Metallica assured their rock music fans that they would make up the WorldWired leg of their tour in Australia and New Zealand.

“We fully intend to make our way to your part of the world as soon as health and schedule permit. We’ll let you know as soon as we can,” Metallica said. “Once again, we are devastated that we have inconvenienced so many of you, especially our most loyal fans who often travel great distances to experience our shows. We appreciate your understanding and support for James and, as always, thank you for being a part of our Metallica family.”

Metallica promised to refund all tickets sold for the now-canceled tour, which was scheduled to begin October 17 in Perth, Australia, and end on November 2 in Auckland, New Zealand.

The Metallica frontman has struggled with addiction for decades, especially alcoholism. During Metallica’s recording of their St. Anger in 2001, Hetfield had to go to rehab for his alcohol abuse. Hetfield rejoined the illustrious heavy metal band after seven months in rehab and four months recovering with his family. Metallica began recording their eighth studio album on April 23, 2001, and was eventually released St. Anger on June 5, 2003.

Hetfield appeared on the Joe Rogan Experience podcast in 2017 and said that he was sober for 15 years.

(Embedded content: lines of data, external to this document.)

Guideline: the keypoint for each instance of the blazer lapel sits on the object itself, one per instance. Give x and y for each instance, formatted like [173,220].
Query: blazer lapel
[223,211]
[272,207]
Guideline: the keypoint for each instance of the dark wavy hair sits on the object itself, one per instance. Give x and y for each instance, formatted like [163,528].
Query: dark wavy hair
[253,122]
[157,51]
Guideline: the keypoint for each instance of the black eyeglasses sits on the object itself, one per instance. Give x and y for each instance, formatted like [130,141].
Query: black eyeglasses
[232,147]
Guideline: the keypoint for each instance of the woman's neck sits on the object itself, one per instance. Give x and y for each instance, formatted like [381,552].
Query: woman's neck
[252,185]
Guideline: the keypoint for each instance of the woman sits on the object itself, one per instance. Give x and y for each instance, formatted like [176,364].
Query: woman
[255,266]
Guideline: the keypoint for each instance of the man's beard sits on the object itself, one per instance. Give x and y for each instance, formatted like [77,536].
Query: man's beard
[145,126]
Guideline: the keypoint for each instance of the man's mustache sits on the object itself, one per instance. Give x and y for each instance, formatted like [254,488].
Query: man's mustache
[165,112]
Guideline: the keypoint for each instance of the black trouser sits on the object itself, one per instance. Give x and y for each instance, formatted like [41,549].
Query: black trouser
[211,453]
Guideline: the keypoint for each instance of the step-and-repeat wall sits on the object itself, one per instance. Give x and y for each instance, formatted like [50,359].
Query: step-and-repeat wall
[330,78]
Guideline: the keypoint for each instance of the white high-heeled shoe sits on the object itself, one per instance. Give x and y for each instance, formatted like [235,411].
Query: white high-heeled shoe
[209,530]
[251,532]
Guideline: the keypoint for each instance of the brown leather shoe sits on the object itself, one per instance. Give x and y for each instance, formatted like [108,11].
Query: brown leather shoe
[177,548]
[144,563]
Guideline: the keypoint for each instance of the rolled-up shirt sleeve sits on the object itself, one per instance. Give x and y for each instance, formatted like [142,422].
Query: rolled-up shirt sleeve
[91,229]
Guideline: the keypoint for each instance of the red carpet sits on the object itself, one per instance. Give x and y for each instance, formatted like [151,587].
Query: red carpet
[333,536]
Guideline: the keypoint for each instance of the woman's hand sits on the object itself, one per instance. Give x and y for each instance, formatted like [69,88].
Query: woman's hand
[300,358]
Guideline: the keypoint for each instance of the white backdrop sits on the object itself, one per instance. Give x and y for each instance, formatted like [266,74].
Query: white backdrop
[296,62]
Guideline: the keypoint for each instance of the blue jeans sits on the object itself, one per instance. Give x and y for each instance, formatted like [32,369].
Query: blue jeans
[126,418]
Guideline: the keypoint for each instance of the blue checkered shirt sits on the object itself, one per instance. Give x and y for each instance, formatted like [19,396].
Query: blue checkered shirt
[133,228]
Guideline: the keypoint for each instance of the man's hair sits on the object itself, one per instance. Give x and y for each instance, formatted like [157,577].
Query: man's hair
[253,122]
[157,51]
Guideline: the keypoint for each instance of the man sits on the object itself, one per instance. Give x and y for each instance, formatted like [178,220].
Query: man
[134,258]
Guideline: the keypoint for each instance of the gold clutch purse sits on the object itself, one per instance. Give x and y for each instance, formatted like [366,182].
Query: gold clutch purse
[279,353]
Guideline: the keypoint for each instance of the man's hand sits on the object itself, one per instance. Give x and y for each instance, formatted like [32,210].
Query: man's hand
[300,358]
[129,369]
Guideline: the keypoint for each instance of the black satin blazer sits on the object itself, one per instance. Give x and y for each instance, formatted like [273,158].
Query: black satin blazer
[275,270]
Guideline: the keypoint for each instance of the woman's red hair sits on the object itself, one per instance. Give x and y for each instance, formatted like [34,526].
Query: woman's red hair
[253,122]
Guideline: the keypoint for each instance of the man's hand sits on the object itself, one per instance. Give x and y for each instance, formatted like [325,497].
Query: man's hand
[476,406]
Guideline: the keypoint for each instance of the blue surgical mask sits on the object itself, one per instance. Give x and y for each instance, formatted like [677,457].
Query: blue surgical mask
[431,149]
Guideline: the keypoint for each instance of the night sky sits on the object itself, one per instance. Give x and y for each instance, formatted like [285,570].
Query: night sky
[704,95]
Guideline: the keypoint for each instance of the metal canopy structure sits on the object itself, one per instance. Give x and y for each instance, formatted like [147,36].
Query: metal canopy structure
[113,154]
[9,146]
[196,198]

“Fear was a big motivator in that for me,” Hetfield told Joe Rogan. “Losing my family, that was the thing that scared me so much, that was the bottom I hit, that my family is going to go away because of my behaviors that I brought home from the road. I got kicked out of my house by my wife, I was living on my own somewhere, I did not want that. Maybe as part of my upbringing, my family kind of disintegrated when I was a kid. Father left, mother passed away, had to live with my brother, and then kind of just, where did my stuff go? It just kind of floated away, and I do not want that happening. No matter what’s going on, we’re going to talk this stuff out, and make it work.”

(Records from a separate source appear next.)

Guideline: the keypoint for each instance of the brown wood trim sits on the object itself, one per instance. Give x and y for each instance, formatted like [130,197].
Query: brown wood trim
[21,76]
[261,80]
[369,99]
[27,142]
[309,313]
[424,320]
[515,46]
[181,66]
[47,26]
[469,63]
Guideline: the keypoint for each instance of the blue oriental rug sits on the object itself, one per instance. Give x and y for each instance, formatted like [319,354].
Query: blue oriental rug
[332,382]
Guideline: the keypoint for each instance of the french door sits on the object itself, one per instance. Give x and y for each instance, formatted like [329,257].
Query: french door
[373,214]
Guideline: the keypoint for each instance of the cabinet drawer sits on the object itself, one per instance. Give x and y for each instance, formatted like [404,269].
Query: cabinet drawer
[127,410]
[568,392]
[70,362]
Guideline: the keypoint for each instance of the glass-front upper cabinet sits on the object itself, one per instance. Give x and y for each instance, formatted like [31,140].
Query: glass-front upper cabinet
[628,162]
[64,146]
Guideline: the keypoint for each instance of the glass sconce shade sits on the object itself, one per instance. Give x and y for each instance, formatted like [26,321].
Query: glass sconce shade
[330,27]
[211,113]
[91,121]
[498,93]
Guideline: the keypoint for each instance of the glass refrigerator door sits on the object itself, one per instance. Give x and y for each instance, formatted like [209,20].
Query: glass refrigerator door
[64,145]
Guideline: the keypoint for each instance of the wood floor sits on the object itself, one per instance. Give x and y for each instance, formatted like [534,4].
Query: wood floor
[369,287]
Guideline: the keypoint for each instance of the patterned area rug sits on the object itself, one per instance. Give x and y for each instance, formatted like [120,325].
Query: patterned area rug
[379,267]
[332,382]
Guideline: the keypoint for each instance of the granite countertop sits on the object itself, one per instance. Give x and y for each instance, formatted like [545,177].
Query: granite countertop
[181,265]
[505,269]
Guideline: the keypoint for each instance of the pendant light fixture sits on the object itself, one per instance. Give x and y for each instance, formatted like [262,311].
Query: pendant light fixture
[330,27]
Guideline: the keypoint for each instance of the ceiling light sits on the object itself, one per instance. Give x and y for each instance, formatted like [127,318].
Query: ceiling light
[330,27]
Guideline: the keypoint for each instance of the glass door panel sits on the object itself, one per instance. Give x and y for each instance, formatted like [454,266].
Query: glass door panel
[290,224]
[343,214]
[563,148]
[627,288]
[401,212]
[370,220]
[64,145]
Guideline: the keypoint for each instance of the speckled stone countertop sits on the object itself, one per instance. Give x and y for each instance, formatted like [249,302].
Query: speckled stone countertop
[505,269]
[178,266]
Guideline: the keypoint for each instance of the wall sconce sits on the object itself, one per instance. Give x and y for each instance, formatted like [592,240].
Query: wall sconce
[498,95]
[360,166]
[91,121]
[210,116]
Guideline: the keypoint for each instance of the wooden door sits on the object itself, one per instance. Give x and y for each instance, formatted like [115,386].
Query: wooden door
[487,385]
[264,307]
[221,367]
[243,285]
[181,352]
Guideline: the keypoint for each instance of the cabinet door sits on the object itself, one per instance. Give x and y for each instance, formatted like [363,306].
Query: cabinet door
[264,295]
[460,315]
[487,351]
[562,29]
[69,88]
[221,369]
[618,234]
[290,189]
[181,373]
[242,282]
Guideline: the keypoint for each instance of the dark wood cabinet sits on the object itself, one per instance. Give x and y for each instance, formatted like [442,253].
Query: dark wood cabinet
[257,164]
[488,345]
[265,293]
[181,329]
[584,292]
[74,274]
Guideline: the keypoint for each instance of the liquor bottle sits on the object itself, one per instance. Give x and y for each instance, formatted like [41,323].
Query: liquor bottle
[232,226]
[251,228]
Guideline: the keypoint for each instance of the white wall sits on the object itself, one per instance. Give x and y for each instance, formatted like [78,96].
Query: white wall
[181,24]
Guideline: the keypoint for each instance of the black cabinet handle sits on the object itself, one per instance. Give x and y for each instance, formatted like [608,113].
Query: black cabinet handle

In the 2004 documentary Some Kind of Monster, the film caught the internal strife amongst bandmembers while making St. Anger and how Hetfield’s addictions added fuel to the fire.

“We were at a crossroads,” Lars Ulrich said of the documentary. “We had been really good at being able to compartmentalize a lot of this stuff. Suppress it with drinking or other extravagances. This was the first time we had to talk to each other, get to know each other and work stuff out. The cameras were there catching all of it.”

The band did not reveal what Hetfield’s addiction was or which rehabilitation treatment facility he was attending.